Jorge Abbondanza
Treinta millones de personas estudian chino a lo largo del mundo, cifra que seguramente crecerá mañana o pasado. Esa tendencia se vincula con el papel que juega la China de hoy en el marco internacional, no sólo por una economía que avanza al ritmo devorador del 8 por ciento anual, sino por el volumen de un intercambio comercial que confiere nuevo protagonismo a ese inmenso país. Mientras Beijing se prepara con obras monumentales para recibir los juegos olímpicos de 2008, el diseño de las flamantes torres y centros de compras en Shanghai demuestra el fulgor que ha alcanzado allí la arquitectura contemporánea. Eso ocurre en un país que hasta hace dos décadas parecía impenetrable, inamistoso y políticamente coagulado por los esquemas del viejo maoísmo. Ahora es el jinete más arrollador en la cabalgata mundial del mercado.
Los treinta millones de alumnos que aprenden chino —idioma oficial que también se conoce como mandarín— son empujados por intereses múltiples y abarcan no sólo a empresarios empeñados en mejorar su relación con los colegas chinos sino a exportadores, agentes turísticos, estudiosos de la historia oriental y demás viajeros dispuestos a perforar la membrana aislante de esa lengua, que se escribe con un sistema de complicados ideogramas, es muy difícil de pronunciar y comprende unos 30.000 signos, aunque para el empleo común y a los efectos prácticos esa cifra se reduce a la centésima parte. Cuando en Occidente se industrializó la máquina de escribir, fue un verdadero espectáculo ver las primeras máquinas adaptadas al chino, no sólo porque tenían un "carro" larguísimo sino porque su teclado era de un tamaño abrumador.

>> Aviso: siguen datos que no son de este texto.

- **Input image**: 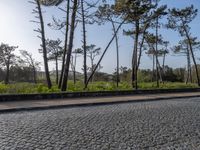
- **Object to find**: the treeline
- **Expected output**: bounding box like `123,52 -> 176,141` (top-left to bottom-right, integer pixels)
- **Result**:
118,66 -> 200,84
0,44 -> 40,84
1,63 -> 199,85
1,0 -> 200,91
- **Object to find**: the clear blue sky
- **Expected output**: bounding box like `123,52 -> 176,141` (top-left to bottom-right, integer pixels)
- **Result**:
0,0 -> 200,73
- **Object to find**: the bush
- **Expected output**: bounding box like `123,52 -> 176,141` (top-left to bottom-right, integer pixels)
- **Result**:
0,81 -> 198,94
0,83 -> 9,94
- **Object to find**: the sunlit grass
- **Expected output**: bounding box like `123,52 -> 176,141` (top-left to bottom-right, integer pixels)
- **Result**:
0,81 -> 198,94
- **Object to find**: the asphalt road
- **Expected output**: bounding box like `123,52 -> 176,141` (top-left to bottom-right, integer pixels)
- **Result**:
0,98 -> 200,150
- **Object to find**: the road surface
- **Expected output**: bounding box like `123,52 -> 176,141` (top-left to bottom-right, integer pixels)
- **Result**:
0,97 -> 200,149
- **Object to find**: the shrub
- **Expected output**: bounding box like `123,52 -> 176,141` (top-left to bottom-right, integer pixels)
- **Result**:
0,81 -> 198,94
0,83 -> 8,94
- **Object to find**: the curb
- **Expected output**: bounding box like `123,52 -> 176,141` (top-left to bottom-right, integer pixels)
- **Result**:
0,88 -> 200,102
0,94 -> 200,114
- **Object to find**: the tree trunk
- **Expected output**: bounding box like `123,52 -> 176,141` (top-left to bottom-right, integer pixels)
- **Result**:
189,63 -> 192,83
132,20 -> 139,89
55,57 -> 59,85
188,42 -> 199,85
73,53 -> 77,85
155,52 -> 163,83
36,0 -> 52,89
186,44 -> 192,84
152,54 -> 155,82
155,14 -> 159,87
81,0 -> 88,89
90,57 -> 94,82
184,27 -> 200,86
189,52 -> 192,83
137,33 -> 145,70
86,21 -> 125,86
111,21 -> 120,87
33,66 -> 37,84
73,69 -> 76,84
137,24 -> 149,70
59,0 -> 70,89
5,63 -> 10,84
162,53 -> 166,74
61,0 -> 78,91
145,38 -> 163,84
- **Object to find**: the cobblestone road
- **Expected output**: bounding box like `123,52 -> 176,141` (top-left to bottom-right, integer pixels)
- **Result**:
1,98 -> 200,150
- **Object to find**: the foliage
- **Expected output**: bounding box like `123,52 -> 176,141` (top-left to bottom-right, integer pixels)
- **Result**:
0,83 -> 59,94
0,83 -> 8,93
167,5 -> 200,86
0,43 -> 17,67
167,5 -> 197,35
0,43 -> 18,84
138,82 -> 197,89
46,38 -> 63,61
0,81 -> 198,94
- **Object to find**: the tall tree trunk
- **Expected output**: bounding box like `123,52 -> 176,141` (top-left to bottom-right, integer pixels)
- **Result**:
5,63 -> 10,84
36,0 -> 52,89
188,42 -> 199,85
111,21 -> 120,87
189,64 -> 192,83
137,23 -> 149,70
186,67 -> 190,84
55,57 -> 59,85
33,66 -> 37,84
155,14 -> 159,87
86,21 -> 125,86
184,27 -> 200,86
137,33 -> 146,70
90,57 -> 94,82
155,52 -> 163,83
61,0 -> 78,91
162,53 -> 166,74
73,53 -> 77,85
152,54 -> 155,82
132,20 -> 139,89
59,0 -> 70,89
73,68 -> 76,84
145,38 -> 162,84
186,44 -> 192,84
189,50 -> 193,83
81,0 -> 87,89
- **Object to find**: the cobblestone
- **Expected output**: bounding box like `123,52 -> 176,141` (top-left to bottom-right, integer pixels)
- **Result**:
1,98 -> 200,149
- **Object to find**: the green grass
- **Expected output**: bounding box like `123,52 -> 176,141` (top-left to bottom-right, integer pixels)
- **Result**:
0,83 -> 60,94
0,81 -> 198,94
138,82 -> 198,89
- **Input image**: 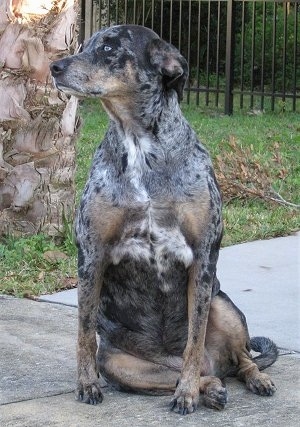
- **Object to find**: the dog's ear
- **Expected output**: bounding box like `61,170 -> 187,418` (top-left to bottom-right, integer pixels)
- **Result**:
148,38 -> 188,101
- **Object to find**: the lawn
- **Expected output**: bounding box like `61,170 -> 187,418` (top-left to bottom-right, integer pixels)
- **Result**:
0,100 -> 299,297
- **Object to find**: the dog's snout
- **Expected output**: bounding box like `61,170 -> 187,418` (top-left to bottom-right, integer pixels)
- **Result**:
50,59 -> 70,77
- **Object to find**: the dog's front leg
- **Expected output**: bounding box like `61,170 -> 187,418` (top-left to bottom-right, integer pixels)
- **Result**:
171,261 -> 212,414
76,245 -> 104,404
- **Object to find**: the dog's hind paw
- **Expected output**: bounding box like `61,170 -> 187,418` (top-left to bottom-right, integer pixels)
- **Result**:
246,372 -> 276,396
75,381 -> 104,405
203,385 -> 228,410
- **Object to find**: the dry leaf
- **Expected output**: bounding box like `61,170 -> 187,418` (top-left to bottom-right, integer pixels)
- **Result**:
43,250 -> 68,263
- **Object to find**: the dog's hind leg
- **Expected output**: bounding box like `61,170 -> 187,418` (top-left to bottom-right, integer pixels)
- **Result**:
206,291 -> 277,397
99,348 -> 178,395
198,376 -> 228,410
98,348 -> 228,412
238,338 -> 277,396
237,355 -> 277,396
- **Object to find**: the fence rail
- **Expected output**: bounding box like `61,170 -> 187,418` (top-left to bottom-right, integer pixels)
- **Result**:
80,0 -> 299,114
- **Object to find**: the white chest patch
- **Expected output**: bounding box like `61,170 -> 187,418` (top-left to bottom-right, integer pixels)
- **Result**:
123,135 -> 151,169
149,218 -> 194,269
110,205 -> 194,290
122,135 -> 151,203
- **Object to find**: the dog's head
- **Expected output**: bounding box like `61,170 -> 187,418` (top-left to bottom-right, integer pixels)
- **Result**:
50,25 -> 188,103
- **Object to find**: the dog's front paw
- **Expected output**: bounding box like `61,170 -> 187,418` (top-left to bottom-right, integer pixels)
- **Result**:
170,381 -> 199,415
76,379 -> 103,405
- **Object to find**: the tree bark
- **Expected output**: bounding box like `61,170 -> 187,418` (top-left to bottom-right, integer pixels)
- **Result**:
0,0 -> 79,236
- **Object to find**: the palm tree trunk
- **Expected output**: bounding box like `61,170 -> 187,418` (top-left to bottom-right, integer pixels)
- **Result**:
0,0 -> 79,236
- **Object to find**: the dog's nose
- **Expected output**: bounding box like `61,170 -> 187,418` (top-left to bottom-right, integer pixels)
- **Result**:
50,59 -> 68,77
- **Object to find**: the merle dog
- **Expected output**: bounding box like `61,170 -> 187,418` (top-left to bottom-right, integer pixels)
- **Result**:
50,25 -> 277,415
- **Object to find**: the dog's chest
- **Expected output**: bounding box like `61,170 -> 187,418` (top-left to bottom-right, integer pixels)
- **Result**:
110,201 -> 194,290
108,136 -> 198,281
88,133 -> 208,291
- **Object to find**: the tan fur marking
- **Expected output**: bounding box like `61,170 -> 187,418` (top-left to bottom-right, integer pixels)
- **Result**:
208,296 -> 247,342
90,197 -> 125,243
176,195 -> 210,247
102,352 -> 177,393
101,95 -> 136,128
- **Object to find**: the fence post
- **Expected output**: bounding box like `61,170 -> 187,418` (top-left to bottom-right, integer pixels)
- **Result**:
79,0 -> 85,44
225,0 -> 236,115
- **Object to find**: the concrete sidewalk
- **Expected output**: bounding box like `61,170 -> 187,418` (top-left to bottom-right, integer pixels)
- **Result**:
1,233 -> 299,426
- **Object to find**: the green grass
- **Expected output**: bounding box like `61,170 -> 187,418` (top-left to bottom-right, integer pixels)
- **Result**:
181,104 -> 300,245
0,100 -> 299,297
76,100 -> 107,199
0,234 -> 77,297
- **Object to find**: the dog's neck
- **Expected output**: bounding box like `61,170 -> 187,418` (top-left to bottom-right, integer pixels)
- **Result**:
100,90 -> 192,185
101,90 -> 184,141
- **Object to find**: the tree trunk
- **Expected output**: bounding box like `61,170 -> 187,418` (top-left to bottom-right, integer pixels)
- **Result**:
0,0 -> 79,236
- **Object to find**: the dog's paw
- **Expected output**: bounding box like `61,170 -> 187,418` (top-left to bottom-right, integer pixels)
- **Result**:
170,395 -> 198,415
203,384 -> 228,410
75,380 -> 104,405
170,381 -> 199,415
246,372 -> 276,396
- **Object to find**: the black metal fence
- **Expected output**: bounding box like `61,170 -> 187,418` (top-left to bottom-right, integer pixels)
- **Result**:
80,0 -> 299,114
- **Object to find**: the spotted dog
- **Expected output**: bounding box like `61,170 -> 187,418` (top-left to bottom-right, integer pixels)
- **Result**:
50,25 -> 277,415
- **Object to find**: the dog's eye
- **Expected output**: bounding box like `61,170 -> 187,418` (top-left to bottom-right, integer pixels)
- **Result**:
103,45 -> 112,52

Sin embargo nada intimida hoy a los estudiantes de mandarín, que asisten a clase en una cadena mundial tendida por el Instituto Confucio, organismo oficial que los chinos han instalado en varios países según el modelo de la Alianza Francesa, el Consejo Británico, el Instituto Goethe o la Sociedad Dante Alighieri. El primero de la red fue inaugurado en Maryland y el segundo en Seúl, pero ahora ya hay otros funcionando en Yakarta, Hanoi, Roma, Berlín, Estocolmo, Madrid, Nairobi y Auckland, aunque es inminente la apertura de nuevas sedes en Nueva York, Chicago, San Francisco, Honolulu y Kansas City. Es lo que corresponde a un país cuyo PBI lo hizo trepar en 2004 al quinto lugar entre las mayores economías del planeta.
Para el individuo occidental interesado por las manifestaciones culturales de China, la mayor fuente de abastecimiento había sido hasta ahora el cine, que ha tenido un auge mundial a partir de los primeros ejercicios de estilo de Zhang Yimou. Pero otras razones se agregan al cine: un libro del inglés Gavin Menzies supone que una gran flota china a cargo del almirante Zheng He llegó a América 70 años antes que Colón, una posibilidad respaldada luego por estudios arqueológicos y antiguos mapas. El año pasado, los artistas plásticos chinos fueron los invitados especiales en la última feria internacional de Basilea (Suiza), que es la más prestigiosa del mundo, lo cual demuestra el desarrollo de una expresión visual que estuvo largamente amordazada por Mao y su espantosa pandilla de la revolución cultural. Al margen de todo ello no debe olvidarse la presencia gastronómica china, heredera de una tradición milenaria y refinadísima, que ha tenido su clientela en Occidente a lo largo del siglo XX pero ahora multiplica esa invasión como prueba de que el magnetismo asiático no sólo se ejerce a través del idioma o de los ojos sino también del paladar. El mundo —es decir, este mundo gobernado por la arrogancia europeísta durante los últimos quinientos años— está a punto de convertirse en un Barrio Chino.